Line design
Briviact® (brivaracetam)
GENERICally Speaking

Case Name: UCB, Inc. v. Annora Pharma Priv. Ltd., Civ. No. 20-987-CFC, 2023 WL 5274566 (D. Del. Aug. 16, 2023) (Connolly, J.) 

Drug Product and Patent(s)-in-Suit: Briviact® (brivaracetam); U.S. Patent No. 6,911,461 (“the ’461 patent”)

Nature of the Case and Issue(s) Presented: UCB sued Annora, Apotex, and MSN, alleging that their ANDAs infringe one claim of one patent. The asserted claim described the compound brivaracetam, used to treat partial-onset seizures in epilepsy patients. Defendants did not dispute that they infringe the asserted claim; they mounted a lone obviousness defense. After a bench trial, the court issued findings of facts and conclusions of law finding the asserted claim infringed and not invalid.

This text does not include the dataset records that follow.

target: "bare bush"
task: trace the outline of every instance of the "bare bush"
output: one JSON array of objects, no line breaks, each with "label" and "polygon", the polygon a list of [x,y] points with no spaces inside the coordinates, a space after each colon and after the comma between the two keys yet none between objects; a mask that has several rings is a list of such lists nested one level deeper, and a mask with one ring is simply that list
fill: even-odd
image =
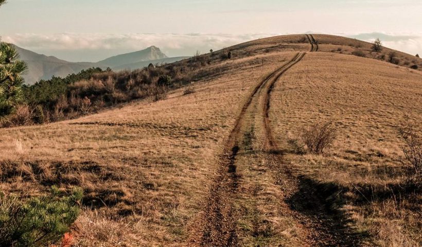
[{"label": "bare bush", "polygon": [[357,57],[361,57],[362,58],[365,58],[366,57],[366,55],[365,55],[365,53],[361,50],[354,50],[353,51],[352,51],[351,54],[353,55],[355,55]]},{"label": "bare bush", "polygon": [[379,39],[377,39],[374,41],[374,43],[372,43],[372,50],[373,51],[375,51],[376,52],[379,52],[382,50],[382,43],[381,42],[381,40]]},{"label": "bare bush", "polygon": [[90,112],[91,108],[91,101],[88,97],[85,97],[79,101],[78,105],[79,111],[83,114],[86,115]]},{"label": "bare bush", "polygon": [[187,94],[193,94],[195,92],[195,90],[194,89],[193,87],[188,86],[183,91],[183,95],[186,95]]},{"label": "bare bush", "polygon": [[151,85],[147,90],[150,102],[155,102],[164,99],[167,96],[167,88],[156,83]]},{"label": "bare bush", "polygon": [[14,115],[10,117],[12,126],[29,125],[33,123],[32,120],[32,112],[29,107],[23,104],[17,107]]},{"label": "bare bush", "polygon": [[404,162],[411,167],[419,182],[422,180],[422,136],[420,130],[408,117],[398,126],[398,132],[405,145],[402,147],[406,157]]},{"label": "bare bush", "polygon": [[321,153],[330,146],[337,136],[337,130],[332,122],[316,123],[302,133],[302,138],[309,151]]}]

Why UCB Prevailed: The court’s analysis began with a simple premise: “[i]t is undisputed that brivaracetam is an analogue of the compound levetiracetam, a predecessor compound patented by UCB in 1987 and approved by the FDA in 1999 for the treatment of epilepsy-related seizures.” The compounds share the same chemical formula in all but one respect: brivaracetam has a propyl group at the 4-position of the pyrrolidine ring. So went Defendants’ obviousness argument: it would have been obvious to a skilled artisan to select levetiracetam as a lead compound from which to develop new anti-seizure drugs and to modify levetiracetam by increasing its lipophilicity with the addition of a propyl group to the 4-position of its pyrrolidine ring.

At trial, UCB argued that a skilled artisan would not have started with levetiracetam when looking to develop a new anti-seizure drug. But despite its trial argument, post-trial, UCB stipulated that it would not challenge Defendants’ assertion that a skilled aritsan would have chosen levetiracetam as a lead compound “for further development efforts.” (The court seemed puzzled by the concession.) As a result of UCB’s concession, the court decided only one issue: whether it would have been obvious to modify levetiracetam by increasing its lipophilicity with the addition of a propyl group to the 4‑position of its pyrrolidine ring.

Ultimately, the court determined that Defendants did not carry their burden in proving a reasonable expectation of success in modifying a compound to increase lipophilicity to increase antiepileptic activity. As part of that conclusion, the court found that a skilled artisan would not have been motivated to improve levetiracetam’s brain uptake, because levetiracetam was already a successful central nervous system drug and increasing brain uptake would risk increasing its side effects. Further, a skilled artisan would not have thought to increase levetiracetam’s lipophilicity. And even if a skilled artisan were motivated to focus on lipophilicity, in view of the prior art, Defendants could not show that a skilled artisan would have been motivated to modify levetiracetam at the 4-position of the pyrrolidine ring.